Stevens highlighted numerous ways threat actors are using unconstrained, aggressive AI systems to breach enterprise defences.
“The primary use case for AI in cyber attacks is around phishing,” he said. “Natural language processing drastically improves the believability of phishing e-mails. Phishing campaigns have become more complex and better able to create engagement, resulting in drastic improvements in the level of effectiveness of phishing campaigns.”
Stevens said AI had also enabled more phishing personalisation through scraping and data mining, as well as high volume automation and targeted mails, and campaign optimisation automation. Other common applications of AI for cyber crime are deepfakes for voice and video vishing, social messaging abuse, automation of robocalls and real-time social engineering.
He said: “AI cyber abuse has also come to the fore in automated reconnaissance – the first step in the cyber kill chain. It’s great at implementing complex workflows and has drastically increased the ability of attackers to target victims, with infrastructure profiling/enumeration, harvesting of structured and unstructured data – including old data leakages, and automated prioritisation.
“Where it gets technical and exciting is automated agent attacks,” he added. “There are a number of AI models and automated AI agents that can respond dynamically to the environments they encounter. Automated agents can now work in an unsupervised manner to attack your environment, to carry out automated phishing and social engineering, autonomous reconnaissance and co-ordinated multi-agent attacks.”
In addition to using AI to launch attacks, threat actors were now targeting enterprise AI, Stevens noted.
“Attacks against AI platforms include prompt injections that cause the model to leak sensitive data, execute unauthorised actions or bypass safety filters. Jailbreaking – or prompt engineering exploits – enable attackers to force models into producing disallowed outputs such as malware code or private data,” he said.
Stevens said training data attacks were also evolving. These include data poisoning attacks which can degrade model accuracy, create bias or embed hidden backdoors. Data injection attacks insert new malicious samples into an open or crowdsourced training pipeline. Data extraction or training data leakage recovers confidential or personal information unintentionally memorised by the model. Label flipping attacks confuse the model’s learning process and reduce classification accuracy.

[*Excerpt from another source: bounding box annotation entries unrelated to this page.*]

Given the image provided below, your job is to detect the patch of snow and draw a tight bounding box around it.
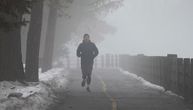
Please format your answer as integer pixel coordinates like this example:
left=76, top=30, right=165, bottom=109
left=119, top=69, right=184, bottom=99
left=0, top=68, right=68, bottom=110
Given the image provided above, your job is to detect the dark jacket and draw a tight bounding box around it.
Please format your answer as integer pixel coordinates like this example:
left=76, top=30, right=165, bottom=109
left=76, top=41, right=99, bottom=64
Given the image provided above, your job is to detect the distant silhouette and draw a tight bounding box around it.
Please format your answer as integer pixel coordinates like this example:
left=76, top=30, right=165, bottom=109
left=76, top=34, right=98, bottom=92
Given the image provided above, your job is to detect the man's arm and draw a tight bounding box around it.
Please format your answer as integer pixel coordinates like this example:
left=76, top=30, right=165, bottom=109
left=93, top=43, right=99, bottom=57
left=76, top=44, right=82, bottom=57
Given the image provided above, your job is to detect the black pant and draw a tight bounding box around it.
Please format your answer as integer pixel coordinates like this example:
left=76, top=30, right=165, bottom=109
left=81, top=61, right=93, bottom=85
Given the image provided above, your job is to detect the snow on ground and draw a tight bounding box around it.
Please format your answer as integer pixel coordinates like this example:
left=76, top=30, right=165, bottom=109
left=0, top=68, right=68, bottom=110
left=119, top=69, right=184, bottom=99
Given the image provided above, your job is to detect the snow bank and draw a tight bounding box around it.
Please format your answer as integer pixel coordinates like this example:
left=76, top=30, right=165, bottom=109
left=0, top=68, right=68, bottom=110
left=119, top=69, right=184, bottom=99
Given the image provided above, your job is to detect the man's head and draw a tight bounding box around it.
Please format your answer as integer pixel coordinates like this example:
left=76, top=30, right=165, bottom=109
left=83, top=34, right=90, bottom=42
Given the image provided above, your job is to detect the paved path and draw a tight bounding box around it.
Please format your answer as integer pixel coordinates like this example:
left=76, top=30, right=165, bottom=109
left=52, top=70, right=191, bottom=110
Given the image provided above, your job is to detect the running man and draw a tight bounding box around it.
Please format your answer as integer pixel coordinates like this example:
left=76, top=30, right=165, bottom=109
left=76, top=34, right=98, bottom=92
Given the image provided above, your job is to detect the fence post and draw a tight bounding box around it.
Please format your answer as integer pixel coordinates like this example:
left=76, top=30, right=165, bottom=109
left=177, top=58, right=184, bottom=96
left=165, top=54, right=177, bottom=90
left=190, top=59, right=193, bottom=101
left=184, top=58, right=192, bottom=101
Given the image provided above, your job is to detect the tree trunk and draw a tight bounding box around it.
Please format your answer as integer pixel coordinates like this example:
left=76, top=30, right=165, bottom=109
left=42, top=4, right=57, bottom=72
left=0, top=27, right=25, bottom=81
left=25, top=0, right=43, bottom=82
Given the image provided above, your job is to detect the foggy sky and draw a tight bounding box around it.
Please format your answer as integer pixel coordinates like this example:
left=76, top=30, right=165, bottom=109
left=99, top=0, right=193, bottom=57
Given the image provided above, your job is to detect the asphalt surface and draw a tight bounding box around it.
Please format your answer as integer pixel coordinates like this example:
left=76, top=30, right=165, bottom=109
left=51, top=69, right=192, bottom=110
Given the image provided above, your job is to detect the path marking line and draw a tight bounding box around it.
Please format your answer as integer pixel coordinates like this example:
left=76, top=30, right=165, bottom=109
left=98, top=76, right=117, bottom=110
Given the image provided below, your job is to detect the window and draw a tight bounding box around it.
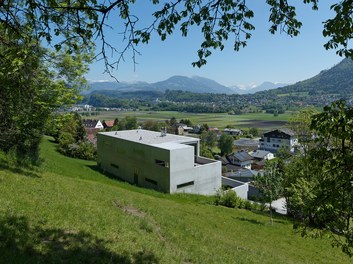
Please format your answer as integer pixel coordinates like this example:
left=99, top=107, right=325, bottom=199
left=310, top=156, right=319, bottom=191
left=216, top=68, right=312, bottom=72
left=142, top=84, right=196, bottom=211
left=110, top=163, right=119, bottom=169
left=177, top=181, right=194, bottom=189
left=145, top=178, right=158, bottom=185
left=155, top=159, right=169, bottom=168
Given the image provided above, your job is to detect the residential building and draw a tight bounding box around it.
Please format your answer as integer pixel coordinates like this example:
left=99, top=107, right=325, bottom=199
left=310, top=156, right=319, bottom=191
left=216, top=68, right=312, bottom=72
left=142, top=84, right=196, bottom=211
left=227, top=150, right=254, bottom=169
left=223, top=128, right=243, bottom=136
left=259, top=128, right=298, bottom=153
left=97, top=129, right=221, bottom=195
left=82, top=119, right=104, bottom=129
left=249, top=149, right=275, bottom=161
left=102, top=120, right=114, bottom=129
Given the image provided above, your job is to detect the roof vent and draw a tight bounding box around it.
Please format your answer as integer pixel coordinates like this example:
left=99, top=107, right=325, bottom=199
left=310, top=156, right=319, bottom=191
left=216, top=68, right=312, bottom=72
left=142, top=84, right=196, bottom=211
left=161, top=127, right=167, bottom=137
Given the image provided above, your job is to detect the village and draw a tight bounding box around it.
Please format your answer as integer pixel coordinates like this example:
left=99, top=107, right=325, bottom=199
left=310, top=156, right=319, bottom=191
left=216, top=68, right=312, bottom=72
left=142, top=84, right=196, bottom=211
left=78, top=114, right=298, bottom=209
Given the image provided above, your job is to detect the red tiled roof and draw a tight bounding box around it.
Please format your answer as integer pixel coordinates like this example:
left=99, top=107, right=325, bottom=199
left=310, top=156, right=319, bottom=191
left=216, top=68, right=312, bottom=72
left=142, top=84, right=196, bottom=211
left=103, top=120, right=114, bottom=127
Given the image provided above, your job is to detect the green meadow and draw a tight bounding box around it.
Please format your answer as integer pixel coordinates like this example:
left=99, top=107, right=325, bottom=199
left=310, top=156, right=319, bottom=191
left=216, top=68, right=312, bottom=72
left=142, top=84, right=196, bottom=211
left=0, top=137, right=351, bottom=264
left=92, top=111, right=293, bottom=129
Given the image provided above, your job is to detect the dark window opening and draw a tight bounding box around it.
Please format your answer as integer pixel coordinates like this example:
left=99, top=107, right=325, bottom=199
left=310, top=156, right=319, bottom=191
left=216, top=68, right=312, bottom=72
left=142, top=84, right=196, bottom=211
left=110, top=163, right=119, bottom=169
left=145, top=178, right=158, bottom=185
left=177, top=181, right=194, bottom=189
left=155, top=159, right=169, bottom=168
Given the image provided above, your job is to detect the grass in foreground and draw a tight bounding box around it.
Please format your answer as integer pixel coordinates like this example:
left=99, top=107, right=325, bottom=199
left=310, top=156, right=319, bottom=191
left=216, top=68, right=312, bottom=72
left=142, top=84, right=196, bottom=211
left=0, top=138, right=351, bottom=263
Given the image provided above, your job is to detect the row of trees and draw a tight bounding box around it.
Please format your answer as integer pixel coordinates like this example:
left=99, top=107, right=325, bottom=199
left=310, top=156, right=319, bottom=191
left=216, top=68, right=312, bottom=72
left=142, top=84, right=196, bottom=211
left=256, top=100, right=353, bottom=256
left=0, top=26, right=89, bottom=164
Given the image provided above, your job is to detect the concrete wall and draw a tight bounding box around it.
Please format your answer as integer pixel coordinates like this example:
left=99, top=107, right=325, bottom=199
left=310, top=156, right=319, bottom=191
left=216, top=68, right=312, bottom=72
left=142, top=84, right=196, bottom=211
left=170, top=146, right=222, bottom=195
left=97, top=134, right=170, bottom=193
left=97, top=134, right=222, bottom=195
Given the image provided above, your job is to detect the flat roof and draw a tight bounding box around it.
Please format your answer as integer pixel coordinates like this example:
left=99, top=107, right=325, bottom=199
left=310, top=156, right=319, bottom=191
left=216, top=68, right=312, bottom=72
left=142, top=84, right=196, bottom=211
left=98, top=129, right=199, bottom=149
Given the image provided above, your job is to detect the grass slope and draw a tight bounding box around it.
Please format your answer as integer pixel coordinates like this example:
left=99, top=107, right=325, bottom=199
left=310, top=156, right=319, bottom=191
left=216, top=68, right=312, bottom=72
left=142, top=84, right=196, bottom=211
left=0, top=138, right=350, bottom=263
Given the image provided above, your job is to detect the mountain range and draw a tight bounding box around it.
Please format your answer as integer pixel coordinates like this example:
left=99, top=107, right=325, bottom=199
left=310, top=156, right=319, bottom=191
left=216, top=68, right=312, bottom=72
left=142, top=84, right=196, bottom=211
left=84, top=75, right=288, bottom=94
left=271, top=58, right=353, bottom=98
left=85, top=58, right=353, bottom=98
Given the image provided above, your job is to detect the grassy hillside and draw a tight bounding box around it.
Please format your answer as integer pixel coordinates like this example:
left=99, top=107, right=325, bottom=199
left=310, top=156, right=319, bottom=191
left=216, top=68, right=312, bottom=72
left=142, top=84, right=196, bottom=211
left=0, top=138, right=351, bottom=263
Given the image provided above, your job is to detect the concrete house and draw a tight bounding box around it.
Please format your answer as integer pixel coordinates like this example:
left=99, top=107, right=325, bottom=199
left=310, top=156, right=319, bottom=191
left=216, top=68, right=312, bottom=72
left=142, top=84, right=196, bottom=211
left=259, top=128, right=298, bottom=153
left=97, top=129, right=221, bottom=195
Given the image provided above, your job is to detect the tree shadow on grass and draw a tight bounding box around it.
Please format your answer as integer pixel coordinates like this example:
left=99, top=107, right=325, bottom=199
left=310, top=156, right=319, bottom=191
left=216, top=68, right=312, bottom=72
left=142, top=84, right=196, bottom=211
left=0, top=158, right=40, bottom=178
left=0, top=215, right=159, bottom=263
left=232, top=216, right=264, bottom=225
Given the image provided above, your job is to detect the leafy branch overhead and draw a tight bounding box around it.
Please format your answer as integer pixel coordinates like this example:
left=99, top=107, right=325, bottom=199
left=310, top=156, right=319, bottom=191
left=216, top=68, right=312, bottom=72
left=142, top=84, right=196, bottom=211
left=0, top=0, right=353, bottom=73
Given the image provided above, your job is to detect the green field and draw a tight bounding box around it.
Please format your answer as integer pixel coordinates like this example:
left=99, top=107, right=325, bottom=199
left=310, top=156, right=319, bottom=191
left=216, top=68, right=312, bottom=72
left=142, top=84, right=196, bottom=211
left=0, top=138, right=351, bottom=263
left=93, top=111, right=292, bottom=129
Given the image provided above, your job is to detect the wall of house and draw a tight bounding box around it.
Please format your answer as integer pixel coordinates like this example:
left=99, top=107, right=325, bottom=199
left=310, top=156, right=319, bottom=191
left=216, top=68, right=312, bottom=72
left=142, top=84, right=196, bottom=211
left=170, top=146, right=222, bottom=195
left=260, top=137, right=295, bottom=152
left=97, top=134, right=170, bottom=193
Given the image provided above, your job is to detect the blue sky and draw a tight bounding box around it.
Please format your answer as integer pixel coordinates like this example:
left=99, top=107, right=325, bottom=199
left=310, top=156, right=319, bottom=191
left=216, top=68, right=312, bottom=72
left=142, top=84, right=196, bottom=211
left=86, top=0, right=342, bottom=86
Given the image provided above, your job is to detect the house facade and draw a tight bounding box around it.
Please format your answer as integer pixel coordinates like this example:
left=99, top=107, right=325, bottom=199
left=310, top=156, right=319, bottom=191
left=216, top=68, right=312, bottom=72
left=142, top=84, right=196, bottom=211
left=259, top=128, right=298, bottom=153
left=249, top=149, right=275, bottom=161
left=97, top=129, right=221, bottom=195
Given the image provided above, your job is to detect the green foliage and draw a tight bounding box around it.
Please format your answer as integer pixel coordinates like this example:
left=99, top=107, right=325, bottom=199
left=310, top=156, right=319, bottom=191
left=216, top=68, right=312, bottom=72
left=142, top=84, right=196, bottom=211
left=218, top=134, right=234, bottom=156
left=0, top=0, right=353, bottom=73
left=200, top=130, right=217, bottom=149
left=215, top=190, right=243, bottom=208
left=254, top=160, right=283, bottom=224
left=142, top=120, right=165, bottom=132
left=249, top=127, right=259, bottom=137
left=55, top=113, right=96, bottom=160
left=285, top=101, right=353, bottom=256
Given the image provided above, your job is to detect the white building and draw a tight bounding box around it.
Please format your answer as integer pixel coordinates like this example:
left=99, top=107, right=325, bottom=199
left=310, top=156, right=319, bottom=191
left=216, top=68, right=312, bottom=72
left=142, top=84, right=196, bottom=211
left=97, top=129, right=221, bottom=195
left=259, top=128, right=298, bottom=153
left=249, top=149, right=275, bottom=161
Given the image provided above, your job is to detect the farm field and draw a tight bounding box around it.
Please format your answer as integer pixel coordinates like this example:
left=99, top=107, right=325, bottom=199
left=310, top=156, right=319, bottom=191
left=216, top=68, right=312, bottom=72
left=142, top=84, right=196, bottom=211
left=92, top=111, right=293, bottom=130
left=0, top=137, right=351, bottom=264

From a blue team perspective, AI is proving to be a valuable tool in security applications such as threat hunting and malware classification, where it can improve outcomes and reduce costs, Stevens said.

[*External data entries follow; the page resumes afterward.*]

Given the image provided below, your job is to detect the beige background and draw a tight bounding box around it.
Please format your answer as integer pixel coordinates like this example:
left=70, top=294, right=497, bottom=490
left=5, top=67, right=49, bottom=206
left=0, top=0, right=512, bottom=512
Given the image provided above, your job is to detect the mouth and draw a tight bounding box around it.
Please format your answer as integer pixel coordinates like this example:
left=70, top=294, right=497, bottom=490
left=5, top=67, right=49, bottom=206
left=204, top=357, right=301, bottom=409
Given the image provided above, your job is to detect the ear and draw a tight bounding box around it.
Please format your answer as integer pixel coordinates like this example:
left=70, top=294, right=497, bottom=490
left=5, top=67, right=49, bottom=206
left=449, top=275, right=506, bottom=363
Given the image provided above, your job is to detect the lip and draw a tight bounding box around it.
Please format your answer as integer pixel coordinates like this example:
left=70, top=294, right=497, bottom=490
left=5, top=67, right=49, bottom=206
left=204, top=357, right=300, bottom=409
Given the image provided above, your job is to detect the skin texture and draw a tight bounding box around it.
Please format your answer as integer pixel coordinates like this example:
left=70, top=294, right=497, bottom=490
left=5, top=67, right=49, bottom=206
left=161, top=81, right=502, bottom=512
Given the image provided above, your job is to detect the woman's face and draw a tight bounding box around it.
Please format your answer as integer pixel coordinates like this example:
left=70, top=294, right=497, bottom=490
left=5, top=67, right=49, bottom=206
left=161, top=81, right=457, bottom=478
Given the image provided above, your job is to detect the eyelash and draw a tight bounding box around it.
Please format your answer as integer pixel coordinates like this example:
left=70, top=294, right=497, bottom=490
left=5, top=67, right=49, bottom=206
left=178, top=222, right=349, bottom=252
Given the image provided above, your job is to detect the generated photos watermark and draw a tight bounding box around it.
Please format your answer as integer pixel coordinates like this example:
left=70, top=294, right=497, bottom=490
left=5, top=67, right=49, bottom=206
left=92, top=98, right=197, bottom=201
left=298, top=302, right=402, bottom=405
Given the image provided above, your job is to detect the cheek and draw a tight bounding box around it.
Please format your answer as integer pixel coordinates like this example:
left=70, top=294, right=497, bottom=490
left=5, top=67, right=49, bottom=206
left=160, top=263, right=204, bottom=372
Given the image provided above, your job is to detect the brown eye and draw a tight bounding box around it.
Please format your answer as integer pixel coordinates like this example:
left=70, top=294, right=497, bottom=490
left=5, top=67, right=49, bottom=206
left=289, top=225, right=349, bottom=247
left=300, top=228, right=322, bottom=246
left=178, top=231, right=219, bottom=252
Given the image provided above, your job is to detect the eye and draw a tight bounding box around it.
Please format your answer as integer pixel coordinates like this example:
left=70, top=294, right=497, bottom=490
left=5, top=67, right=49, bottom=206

He emphasised that zero trust is crucial for bolstering security in this evolving landscape, highlighting WatchGuard’s work over the past 10 years to embed AI in its multilayered security portfolio, which helps customers implement zero trust, defend more proactively and respond faster.

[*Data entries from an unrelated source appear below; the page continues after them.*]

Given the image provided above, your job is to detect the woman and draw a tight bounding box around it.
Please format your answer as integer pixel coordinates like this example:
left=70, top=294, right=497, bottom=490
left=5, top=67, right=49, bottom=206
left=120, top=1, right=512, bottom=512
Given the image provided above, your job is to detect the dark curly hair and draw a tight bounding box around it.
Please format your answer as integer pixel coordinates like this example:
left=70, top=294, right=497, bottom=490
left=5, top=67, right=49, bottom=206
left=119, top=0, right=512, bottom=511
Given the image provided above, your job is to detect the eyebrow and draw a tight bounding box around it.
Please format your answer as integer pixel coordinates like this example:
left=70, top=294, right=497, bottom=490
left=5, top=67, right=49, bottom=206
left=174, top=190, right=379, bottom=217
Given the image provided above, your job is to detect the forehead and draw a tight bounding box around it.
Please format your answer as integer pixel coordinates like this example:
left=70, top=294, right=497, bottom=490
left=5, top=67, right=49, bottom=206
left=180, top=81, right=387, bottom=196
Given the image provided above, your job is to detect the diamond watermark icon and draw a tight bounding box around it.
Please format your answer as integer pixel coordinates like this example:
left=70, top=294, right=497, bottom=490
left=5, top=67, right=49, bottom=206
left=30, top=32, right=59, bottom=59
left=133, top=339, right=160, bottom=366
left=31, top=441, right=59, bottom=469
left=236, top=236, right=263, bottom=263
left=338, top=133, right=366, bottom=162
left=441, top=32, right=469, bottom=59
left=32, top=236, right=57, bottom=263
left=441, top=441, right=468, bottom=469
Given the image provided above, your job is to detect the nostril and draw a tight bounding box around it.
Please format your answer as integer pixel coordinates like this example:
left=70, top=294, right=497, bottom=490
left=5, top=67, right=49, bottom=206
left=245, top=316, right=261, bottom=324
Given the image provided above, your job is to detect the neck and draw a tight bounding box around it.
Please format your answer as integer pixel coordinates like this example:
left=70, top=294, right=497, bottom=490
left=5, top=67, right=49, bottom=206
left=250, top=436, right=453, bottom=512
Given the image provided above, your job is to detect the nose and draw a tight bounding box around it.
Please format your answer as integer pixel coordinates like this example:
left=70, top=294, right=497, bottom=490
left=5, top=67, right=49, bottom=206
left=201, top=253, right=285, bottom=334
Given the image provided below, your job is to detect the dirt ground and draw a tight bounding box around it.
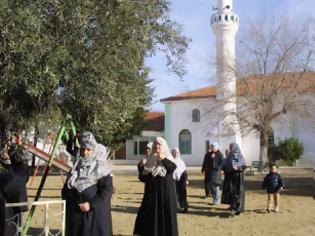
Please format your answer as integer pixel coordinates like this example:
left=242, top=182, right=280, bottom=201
left=28, top=168, right=315, bottom=236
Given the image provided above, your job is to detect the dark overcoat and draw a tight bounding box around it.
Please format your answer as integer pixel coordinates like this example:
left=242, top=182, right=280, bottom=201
left=134, top=159, right=178, bottom=236
left=62, top=175, right=113, bottom=236
left=202, top=150, right=223, bottom=185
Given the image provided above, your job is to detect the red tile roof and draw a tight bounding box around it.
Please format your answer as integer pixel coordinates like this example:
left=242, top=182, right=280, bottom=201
left=145, top=111, right=164, bottom=131
left=160, top=72, right=315, bottom=102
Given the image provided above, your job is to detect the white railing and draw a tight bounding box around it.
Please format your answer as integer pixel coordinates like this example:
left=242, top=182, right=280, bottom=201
left=5, top=200, right=66, bottom=236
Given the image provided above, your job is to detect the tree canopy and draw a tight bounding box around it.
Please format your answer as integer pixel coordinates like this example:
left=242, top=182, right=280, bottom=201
left=0, top=0, right=188, bottom=144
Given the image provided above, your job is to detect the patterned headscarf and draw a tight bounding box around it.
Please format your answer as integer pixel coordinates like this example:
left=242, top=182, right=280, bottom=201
left=153, top=137, right=174, bottom=162
left=143, top=137, right=174, bottom=177
left=67, top=132, right=111, bottom=192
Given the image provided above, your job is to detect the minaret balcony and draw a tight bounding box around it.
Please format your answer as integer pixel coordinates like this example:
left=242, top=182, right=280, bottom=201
left=211, top=13, right=238, bottom=25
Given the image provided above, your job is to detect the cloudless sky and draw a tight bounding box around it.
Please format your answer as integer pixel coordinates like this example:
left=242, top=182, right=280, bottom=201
left=146, top=0, right=315, bottom=111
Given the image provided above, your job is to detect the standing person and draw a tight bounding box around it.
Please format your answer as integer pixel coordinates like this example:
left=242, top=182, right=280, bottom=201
left=62, top=131, right=113, bottom=236
left=0, top=155, right=13, bottom=236
left=0, top=144, right=29, bottom=236
left=262, top=164, right=283, bottom=213
left=221, top=143, right=246, bottom=215
left=133, top=137, right=178, bottom=236
left=172, top=148, right=188, bottom=213
left=201, top=142, right=224, bottom=205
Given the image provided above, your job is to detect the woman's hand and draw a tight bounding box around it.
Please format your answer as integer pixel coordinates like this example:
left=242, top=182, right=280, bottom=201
left=79, top=202, right=91, bottom=212
left=139, top=158, right=147, bottom=166
left=158, top=153, right=165, bottom=161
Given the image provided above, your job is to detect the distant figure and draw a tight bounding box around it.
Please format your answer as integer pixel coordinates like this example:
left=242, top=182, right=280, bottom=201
left=133, top=137, right=178, bottom=236
left=0, top=144, right=29, bottom=236
left=62, top=131, right=113, bottom=236
left=172, top=148, right=188, bottom=213
left=262, top=164, right=283, bottom=213
left=221, top=143, right=246, bottom=215
left=201, top=142, right=224, bottom=205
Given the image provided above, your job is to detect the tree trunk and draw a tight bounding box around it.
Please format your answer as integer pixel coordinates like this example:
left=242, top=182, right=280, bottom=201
left=31, top=123, right=39, bottom=175
left=0, top=110, right=7, bottom=159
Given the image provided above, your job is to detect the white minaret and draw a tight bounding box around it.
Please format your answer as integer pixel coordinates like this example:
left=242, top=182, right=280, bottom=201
left=211, top=0, right=242, bottom=150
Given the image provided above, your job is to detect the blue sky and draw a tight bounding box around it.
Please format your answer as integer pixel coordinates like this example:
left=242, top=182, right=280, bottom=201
left=146, top=0, right=315, bottom=111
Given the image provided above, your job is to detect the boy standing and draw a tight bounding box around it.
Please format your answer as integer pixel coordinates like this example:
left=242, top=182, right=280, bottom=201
left=262, top=164, right=283, bottom=213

These include the WatchGuard Unified Security Platform with IntelligentAV, APT Blocker and ThreatSync, which uses AI to bring powerful self-learning security to the WatchGuard Total Security Suite. This can reinforce zero trust principles of ‘verify explicitly, least privilege, assume breach, continuous monitoring, secure every asset and strong identity and access management’.
“WatchGuard released our zero trust application service 10 years ago so users could run only known applications and weren’t able to run random applications that make changes to your environment. This is very effective technology – we have a blacklist and a whitelist, and we keep users operating in the safe whitelist. Because we adopted cloud-based AI for malware classification 10 years ago, we have a very mature AI classification model with very high reliability,” he said.
WatchGuard’s XDR layer, ThreatSync, uses ML to do correlation automation to respond to threats, Stevens said. “WatchGuard also uses AI models for threat detection – we run AI models on our firewall appliances, doing customer-specific real-time baseline analysis, and spot any deviations rapidly. It then co-ordinates changes to rule sets and triggers a response in an AV context,” he explained.
WatchGuard also enforces explicit verification and least privilege with AuthPoint, he said.
“When adopting zero trust, organisations should think of it in a layered context, starting with multifactor authentication at the user layer. This is the most effective – and most cost-effective – place to start,” he advised.